Attunement toward at-Onement?

"Man's existence is not primarily an external or phenomenal reality but rather the In-Between existence of participation" (ibid.).

Which we have already stipulated, but if this is true, then we had better do something about it! Or at least non-do, AKA abide.

This In-Between existence is our permanent condition: "Somehow we participate and must participate in both the temporal and the spiritual, if we are to live lives esteemed to be fit for human beings" (ibid.).

Here again, this is one of those Permanent and Ineluctable Truths they forgot to teach me in grad school. But it's never too late to make up for lost timelessness.

The choice is ours, even though there's really no choice, any more than we can choose to ignore gravity. We can, but not really, for the person who denies reality is nevertheless subject to it -- as is true of the atheist vis-a-vis God, a subject to which we will eventually circle back.

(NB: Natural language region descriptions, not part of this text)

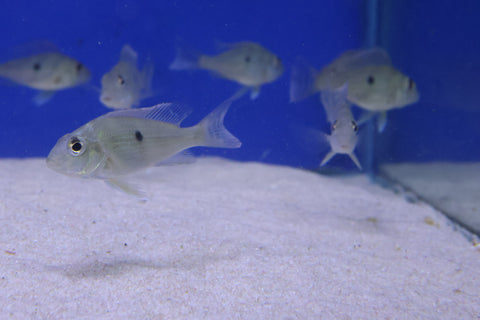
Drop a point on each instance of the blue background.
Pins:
(434, 42)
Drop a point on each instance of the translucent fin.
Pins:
(127, 187)
(382, 121)
(216, 135)
(147, 76)
(43, 97)
(183, 157)
(224, 46)
(128, 55)
(334, 101)
(302, 82)
(365, 117)
(186, 58)
(355, 160)
(361, 58)
(167, 112)
(327, 157)
(254, 93)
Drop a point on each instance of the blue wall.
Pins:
(437, 45)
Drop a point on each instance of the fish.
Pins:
(122, 142)
(247, 63)
(48, 72)
(125, 85)
(343, 137)
(373, 83)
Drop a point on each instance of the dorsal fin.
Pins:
(167, 112)
(128, 55)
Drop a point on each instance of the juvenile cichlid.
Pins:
(122, 142)
(48, 72)
(373, 83)
(125, 85)
(344, 129)
(247, 63)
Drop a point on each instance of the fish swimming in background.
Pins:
(122, 142)
(344, 129)
(247, 63)
(49, 72)
(373, 83)
(125, 85)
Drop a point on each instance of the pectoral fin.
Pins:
(328, 157)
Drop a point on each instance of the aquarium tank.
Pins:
(379, 90)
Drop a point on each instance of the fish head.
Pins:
(75, 155)
(117, 91)
(381, 88)
(276, 69)
(343, 137)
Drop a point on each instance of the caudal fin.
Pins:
(186, 58)
(215, 133)
(302, 82)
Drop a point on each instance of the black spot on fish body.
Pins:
(138, 136)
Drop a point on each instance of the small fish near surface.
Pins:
(125, 85)
(344, 129)
(123, 142)
(247, 63)
(49, 72)
(373, 83)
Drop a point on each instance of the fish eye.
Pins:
(75, 146)
(354, 126)
(411, 83)
(120, 80)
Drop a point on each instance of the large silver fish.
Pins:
(373, 83)
(344, 129)
(247, 63)
(125, 141)
(48, 72)
(125, 85)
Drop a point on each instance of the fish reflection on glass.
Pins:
(247, 63)
(126, 141)
(344, 129)
(49, 72)
(125, 85)
(373, 83)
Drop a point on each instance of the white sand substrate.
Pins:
(225, 240)
(450, 186)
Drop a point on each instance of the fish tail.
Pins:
(355, 160)
(214, 132)
(327, 157)
(186, 58)
(302, 82)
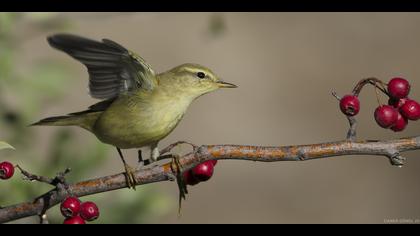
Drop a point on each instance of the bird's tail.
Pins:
(85, 121)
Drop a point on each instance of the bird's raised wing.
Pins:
(113, 69)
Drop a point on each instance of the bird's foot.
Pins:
(130, 177)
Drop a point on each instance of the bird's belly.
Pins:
(136, 128)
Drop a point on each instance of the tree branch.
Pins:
(389, 148)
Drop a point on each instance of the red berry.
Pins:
(386, 116)
(397, 103)
(77, 220)
(400, 124)
(411, 110)
(203, 171)
(189, 178)
(70, 207)
(6, 170)
(398, 88)
(350, 105)
(89, 211)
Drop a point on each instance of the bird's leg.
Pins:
(154, 154)
(142, 162)
(129, 174)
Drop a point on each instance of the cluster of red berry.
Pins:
(393, 116)
(77, 212)
(200, 173)
(7, 170)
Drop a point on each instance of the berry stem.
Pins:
(377, 96)
(373, 81)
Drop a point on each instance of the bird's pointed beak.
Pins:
(223, 84)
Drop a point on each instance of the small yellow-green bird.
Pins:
(139, 107)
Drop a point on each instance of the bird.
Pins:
(137, 107)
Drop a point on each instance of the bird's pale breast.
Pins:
(139, 120)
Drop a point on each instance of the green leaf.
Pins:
(4, 145)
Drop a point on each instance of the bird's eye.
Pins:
(201, 75)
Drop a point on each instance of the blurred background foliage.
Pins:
(42, 83)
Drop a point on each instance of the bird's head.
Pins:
(196, 80)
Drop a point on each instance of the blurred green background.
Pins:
(286, 65)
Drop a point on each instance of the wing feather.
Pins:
(112, 68)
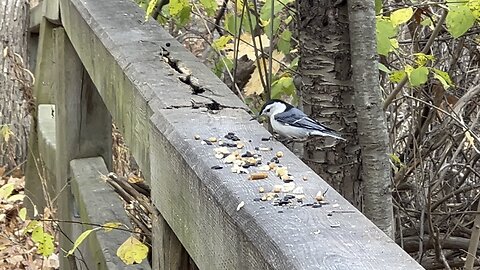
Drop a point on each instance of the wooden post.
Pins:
(83, 125)
(43, 91)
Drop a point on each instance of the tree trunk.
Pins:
(15, 83)
(327, 93)
(372, 129)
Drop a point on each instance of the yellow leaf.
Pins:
(5, 132)
(6, 190)
(254, 85)
(245, 47)
(111, 225)
(46, 246)
(401, 16)
(132, 251)
(23, 214)
(150, 7)
(79, 241)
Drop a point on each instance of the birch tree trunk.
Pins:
(372, 129)
(15, 82)
(327, 93)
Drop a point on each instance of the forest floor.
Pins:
(17, 249)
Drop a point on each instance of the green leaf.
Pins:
(210, 6)
(283, 44)
(6, 190)
(266, 11)
(459, 20)
(383, 68)
(220, 43)
(397, 75)
(79, 241)
(421, 58)
(46, 246)
(229, 24)
(443, 77)
(37, 234)
(150, 8)
(132, 251)
(22, 214)
(418, 76)
(401, 16)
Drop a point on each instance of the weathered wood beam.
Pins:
(98, 203)
(136, 67)
(83, 126)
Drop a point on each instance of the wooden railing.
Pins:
(102, 61)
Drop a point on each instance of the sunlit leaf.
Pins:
(132, 251)
(111, 225)
(397, 75)
(5, 132)
(210, 6)
(46, 246)
(79, 241)
(383, 68)
(6, 190)
(22, 214)
(283, 44)
(150, 8)
(401, 16)
(459, 20)
(418, 76)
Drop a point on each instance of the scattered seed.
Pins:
(258, 176)
(316, 205)
(240, 205)
(319, 197)
(207, 142)
(264, 168)
(277, 188)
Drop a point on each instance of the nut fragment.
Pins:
(319, 197)
(277, 188)
(258, 175)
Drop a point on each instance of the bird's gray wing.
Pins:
(295, 117)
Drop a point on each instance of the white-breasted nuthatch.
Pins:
(292, 123)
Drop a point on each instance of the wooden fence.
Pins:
(98, 60)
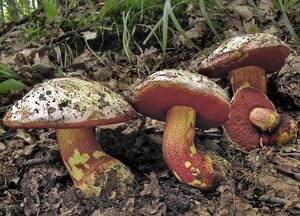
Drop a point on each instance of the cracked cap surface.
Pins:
(68, 103)
(260, 49)
(168, 88)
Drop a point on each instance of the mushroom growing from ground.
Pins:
(247, 59)
(184, 100)
(73, 107)
(243, 130)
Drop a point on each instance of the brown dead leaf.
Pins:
(198, 210)
(156, 209)
(153, 188)
(88, 35)
(80, 61)
(245, 12)
(107, 212)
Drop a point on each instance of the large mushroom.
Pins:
(247, 59)
(184, 100)
(73, 107)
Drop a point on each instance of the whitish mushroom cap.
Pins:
(168, 88)
(68, 103)
(260, 49)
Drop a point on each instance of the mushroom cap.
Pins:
(239, 129)
(260, 49)
(168, 88)
(68, 103)
(284, 133)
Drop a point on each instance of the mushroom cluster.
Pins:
(73, 107)
(184, 100)
(247, 59)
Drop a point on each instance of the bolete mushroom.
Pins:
(73, 107)
(184, 100)
(244, 127)
(247, 59)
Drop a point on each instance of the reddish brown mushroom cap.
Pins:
(168, 88)
(260, 49)
(239, 129)
(68, 103)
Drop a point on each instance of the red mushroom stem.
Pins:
(248, 76)
(89, 167)
(265, 119)
(284, 133)
(188, 164)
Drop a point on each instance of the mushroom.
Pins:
(285, 133)
(243, 125)
(247, 59)
(73, 107)
(184, 100)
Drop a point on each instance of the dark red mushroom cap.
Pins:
(284, 133)
(239, 129)
(68, 103)
(260, 49)
(168, 88)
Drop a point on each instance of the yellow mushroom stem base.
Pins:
(188, 164)
(264, 119)
(91, 170)
(248, 76)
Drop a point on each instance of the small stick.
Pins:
(38, 161)
(290, 154)
(276, 200)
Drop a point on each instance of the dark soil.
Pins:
(34, 180)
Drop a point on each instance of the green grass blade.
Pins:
(180, 29)
(207, 19)
(153, 31)
(165, 29)
(6, 72)
(11, 85)
(126, 36)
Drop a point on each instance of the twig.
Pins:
(277, 200)
(65, 35)
(39, 161)
(290, 154)
(208, 134)
(8, 26)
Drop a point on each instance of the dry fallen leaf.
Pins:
(152, 188)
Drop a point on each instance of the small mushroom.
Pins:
(184, 100)
(284, 133)
(247, 59)
(73, 107)
(242, 133)
(249, 130)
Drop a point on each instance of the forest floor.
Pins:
(34, 180)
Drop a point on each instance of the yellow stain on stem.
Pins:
(98, 154)
(187, 164)
(74, 160)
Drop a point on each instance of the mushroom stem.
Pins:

Now that we've cleared that up, let's try to actually clear it up. We'll start with Pieper, because he's the clearest and most concise of the various authors we're attempting to juggle here.

Recall the title of the book discussed yesterday: Hope and HistoryHistory isn't only "in" time, but it is the form of human temporality; there is no such thing as a human without history, as the two come into existence simultaneously: man and history co-arise (and fall).

But hope can only occur in the present. While it reaches forward, it is first a "reaching upward" toward the transcendent. Again, it is fundamentally a link between two great knowable unknowns.

This is about as clear as it can be said:

The one who hopes, and he alone, anticipates nothing; he holds himself open for an as yet unrealized future fulfillment while at the same time remaining aware that he knows as little about its scope as about its time of arrival.

Again, hope flourishes in a space of vertical openness (o) toward the transcendent (O). You've no doubt noticed that history conceals its own meaning from us, and can never never be comprehended from within. Which calls to mind a cryptic aphorism by Señor D:

If history made sense, the Incarnation would be superfluous.

A bold statement, but let's time travel back to grad school, because it was by no means totally superfluous, it's just that the most important learning took place outside the classroom, with a lot of off-road reading & cogitating.

It was there that I discovered an enduring influence by the name of W.R. Bion, whose credo was The answer is the disease that kills curiosity. 

He also quoted Poincaré to the effect that Thought is only a flash between two long nights, but this flash is everything. 

This is at once the flash between immanence and transcendence, time and eternity, (¶) and O, Question and Answer, etc.

These terms, or ontological poles, exist in a permanent dialectical tension. Which does not reduce to relativism or subjectivism, because there is an ultimate Answer, only ultimately unknowable. It is, however, infinitely intelligible. For example, Bion wrote that 

The central postulate is that atonement with ultimate reality, or O, as I have called it to avoid involvement with existing association, is essential to harmonious mental growth.... 
In short, the individual has, and retains, what religious people call a belief in God however much he denies it or claims to have become emancipated. The final relationship is permanent, though its formulation is subject to constant reformulation.

Reformulated, for example, in this post. 

3 comments:

ted said...

I think it's time for you to do an updated version of the Book of the SubGenius using Gemini.

julie said...

Looking back, did I learn anything? Was anything really "healed"? Or, was it more like a ritual in order to become a priest in the secular Church of Psychoanalysis?

That's a good question; does modern psychoanalysis heal anything, or is it more like keeping old and perhaps poorly-healed -- but healed nonetheless -- wounds open and painful over an indefinite stretch of time?

Gagdad Bob said...

I came close to pursuing postdoctoral training as a Jungian analyst, but in the end concluded that it just wasn't for me. Besides, we don't need two Jordan Petersons.